You're right that I knew that, though I hadn't factored it in,
so you're even more right to remind me :-)
But I'm not sure it's enough of a reason. For one thing, I can't seem
to think of any case other than with_index where chaining select to
anything makes sense. I believe that's because with_index is one of
the few methods that Enumerators have that don't come from Enumerable,
so it's designed to be sort of additive, whereas most of the others
just plain "win":
a.select.map # might as well be a.map
a.select.inject # might as well be a.inject
etc.
(though inject without a block still blows up.)
Here's a weird one for you (not inconsistent or anything, but I've
found it striking):
>> h = {1=>2, 3=>4, 5=>6}
=> {1=>2, 3=>4, 5=>6}
>> h.select {|k,v| k > 2 }
=> {3=>4, 5=>6}
>> e = h.select
=> #<Enumerable::Enumerator:0x3cae24>
>> e.each {|k,v| k > 2 } # like your example
=> {3=>4, 5=>6}
>> e.select {|k,v| k > 2 }
=> [[3, 4], [5, 6]]
The e.select returning an array is because e's select is
Enumerable#select, not Hash#select. It's a kind of un-overriding: Hash
overrides select; the enumerator hooks its each to Hash#select; the
enumerator's select reverts to Enumerable#select, sans override.
I can see what's going on but it still looks quite odd. It's a
reminder that enumerators are not proxies but parasites.
Here's another one:
>> a = [1,2,3,4,5]
=> [1, 2, 3, 4, 5]
>> e = a.reject!
=> #<Enumerable::Enumerator:0x395a58>
>> e.each {|b| b > 3 }
=> [1, 2, 3]
>> a
=> [1, 2, 3]
Again, explicable, but kind of weird (to me).
> On the other hand, I suspect there are other iterators for which it is harder
> to create a convincing use-case.
And the only "penalty" for caring about your block is that someone has
to call to_enum on you. In other words, if select cared about a block,
you could still do this:
e = a.to_enum(:select)
instead of
e = a.select
I'm probably being regressive, but (leaving aside the question of how
much of either one would do anyway) I like the first one better.

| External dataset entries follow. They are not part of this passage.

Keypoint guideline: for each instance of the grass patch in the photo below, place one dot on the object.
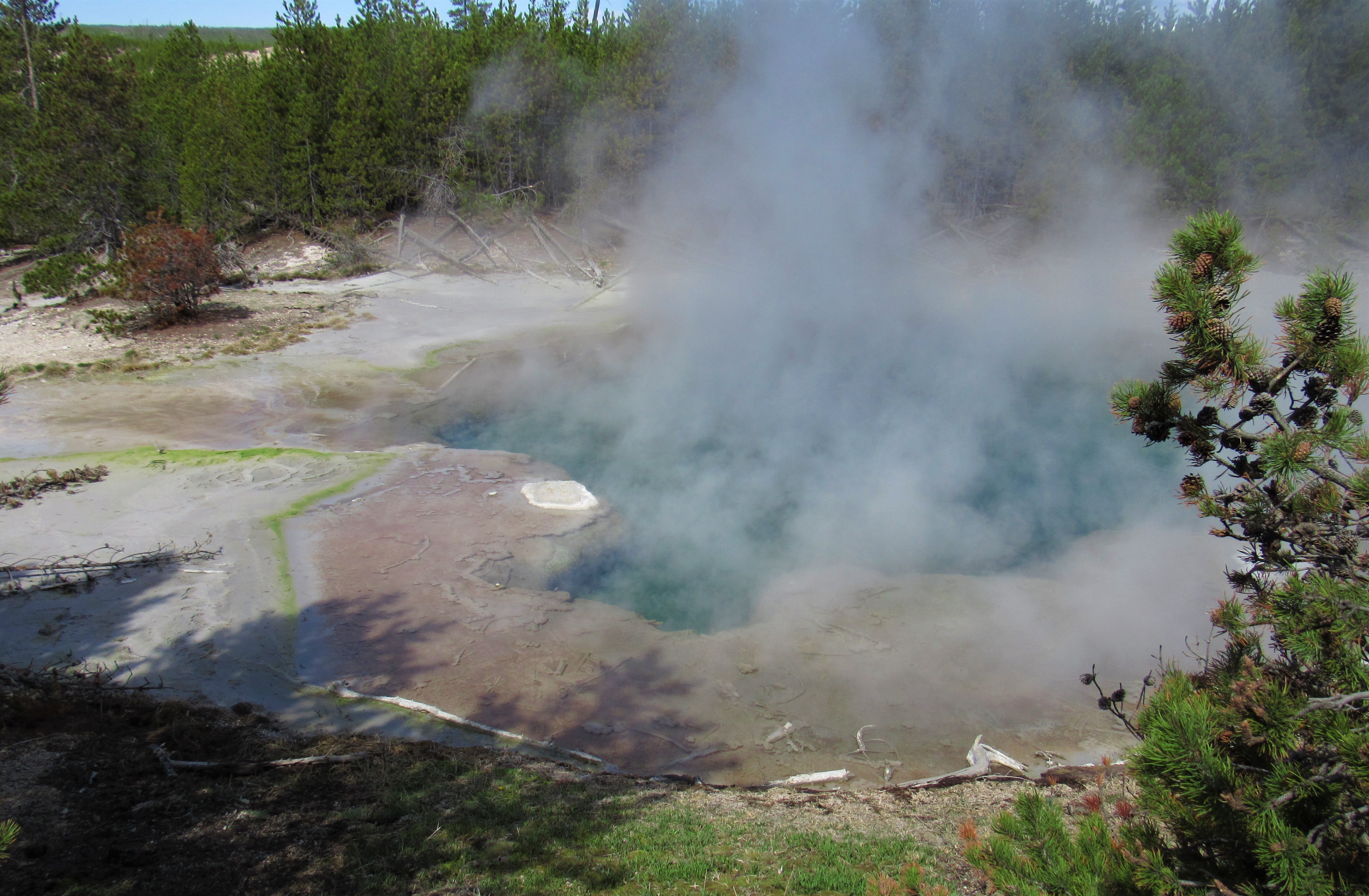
(414, 817)
(445, 828)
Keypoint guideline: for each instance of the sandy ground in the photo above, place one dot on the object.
(429, 584)
(418, 581)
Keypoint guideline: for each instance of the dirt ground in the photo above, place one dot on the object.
(100, 816)
(58, 340)
(430, 584)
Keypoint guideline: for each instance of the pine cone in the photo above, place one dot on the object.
(1219, 329)
(1327, 332)
(1304, 416)
(1179, 323)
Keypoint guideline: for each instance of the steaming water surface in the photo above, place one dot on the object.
(695, 559)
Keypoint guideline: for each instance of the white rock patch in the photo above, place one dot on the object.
(560, 495)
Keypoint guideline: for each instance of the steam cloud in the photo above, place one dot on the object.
(822, 387)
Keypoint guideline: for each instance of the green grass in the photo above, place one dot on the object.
(443, 827)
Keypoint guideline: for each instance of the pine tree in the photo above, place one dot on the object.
(1255, 769)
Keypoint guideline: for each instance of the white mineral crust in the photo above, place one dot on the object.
(562, 495)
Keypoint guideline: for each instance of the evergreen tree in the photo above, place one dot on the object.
(1255, 769)
(28, 18)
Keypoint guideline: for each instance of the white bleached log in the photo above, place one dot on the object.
(342, 690)
(981, 757)
(811, 779)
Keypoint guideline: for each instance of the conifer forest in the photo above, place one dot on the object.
(1239, 103)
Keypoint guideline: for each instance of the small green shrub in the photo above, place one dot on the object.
(62, 274)
(1031, 851)
(112, 323)
(9, 834)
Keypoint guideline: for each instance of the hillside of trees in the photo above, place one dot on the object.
(1245, 103)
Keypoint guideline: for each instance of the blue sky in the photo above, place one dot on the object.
(210, 13)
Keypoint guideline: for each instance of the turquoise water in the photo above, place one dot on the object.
(711, 520)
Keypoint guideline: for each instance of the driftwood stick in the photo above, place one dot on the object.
(978, 758)
(443, 255)
(569, 257)
(981, 757)
(494, 242)
(254, 768)
(589, 255)
(165, 758)
(604, 290)
(668, 740)
(697, 754)
(811, 779)
(342, 690)
(474, 236)
(537, 232)
(521, 266)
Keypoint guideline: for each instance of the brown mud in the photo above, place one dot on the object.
(429, 584)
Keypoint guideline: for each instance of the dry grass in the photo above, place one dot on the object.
(99, 816)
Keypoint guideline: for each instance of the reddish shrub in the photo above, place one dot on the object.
(170, 269)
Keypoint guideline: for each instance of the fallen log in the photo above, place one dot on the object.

> I've you've looked at the C code for the
> iterators, you know that all it takes to make an iterator (implemented in C)
> return an Enumerator when no block is passed is to insert a single macro
> call. My recollection is that these macros were inserted into the core
> iterators very quickly in the fall of 2007. The ease with which the change
> was made makes me wonder if the use case for each iterator was thought
> through or if it was more a case of ease and consistency: might as well make
> all iterators return Enumerators because it is easy and most of them do.
The only one I can find, on spot-checking, that doesn't return either
an enumerator or a useful value (like zip) is inject. I don't know why
it still cares about having a block.